2. If High Latency Detected
   → Query: What's the P95 latency by dependency?
   → Check: Database DTU utilization
   → Check: App Service CPU/Memory
   → Decision: Scale up, scale out, or investigate query?

3. If Connection Errors
   → Check: Connection string configuration
   → Check: Managed identity permissions
   → Check: Network security groups / firewall rules

Common Mistakes to Avoid¶

Mistake	Solution
Key Vault name too long	Use `kv-${take(name, 8)}-${env}-${take(suffix, 6)}`
Storage account with hyphens	Use lowercase letters and numbers only
Missing uniqueSuffix	Generate once in main.bicep, pass to all modules
Hardcoded secrets	Use Key Vault references or managed identity
Over-engineering MVP	Keep it simple — you have one day.
Forgetting to deploy	Run `bicep build` often, deploy incrementally

Agent-Specific Tips¶

Requirements Agent (Challenge 1)¶

Instead of asking "what should I do?", ask:

"What NFRs should I capture for a farm-to-table delivery platform?"
"How do I translate 'peak season = 3x volume' into technical requirements?"
"What questions help uncover hidden requirements?"

💡 Be specific about business context, not just technical features.

Architect Agent (Challenge 2)¶

Instead of "design my architecture", try:

"What are the trade-offs between App Service and Container Apps for this workload?"
"How does the €500/month budget constraint affect service selection?"
"What WAF pillar is most at risk with this approach?"

💡 Question recommendations — ask "why this service?" not just "what service?"

Bicep Plan Agent (Challenge 3)¶

Instead of "write Bicep", ask:

"What's the dependency order for deploying these resources?"
"Should Key Vault be in a separate module or main.bicep?"
"How do I structure modules for reusability?"

💡 Review the module structure before generating code.

Bicep Code Agent (Challenge 3)¶

Instead of "generate all the code", try:

"Generate Key Vault module with name validation and uniqueSuffix parameter"
Start with one module, validate it works, then expand
Run bicep build after each major change

💡 Iterate incrementally — don't generate everything at once.

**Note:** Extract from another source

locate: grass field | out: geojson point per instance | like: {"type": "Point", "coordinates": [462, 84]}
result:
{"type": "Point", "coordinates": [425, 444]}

Design Agent (Challenges 5-7)¶

Instead of "document everything", ask:

"Who is the audience for this documentation?"
"What specific problem does this document solve?"
"Generate [document type] for [audience] covering [scenarios]"

💡 Good documentation answers questions before they're asked.

Still Stuck?¶

Ask yourself: "What question would help me discover the answer?"

If still blocked, raise your hand — facilitators are here to coach, not solve! 🙋

Remember: This microhack has 8 challenges total, not all will be completed by all teams. Focus on learning the workflow and prompt engineering skills!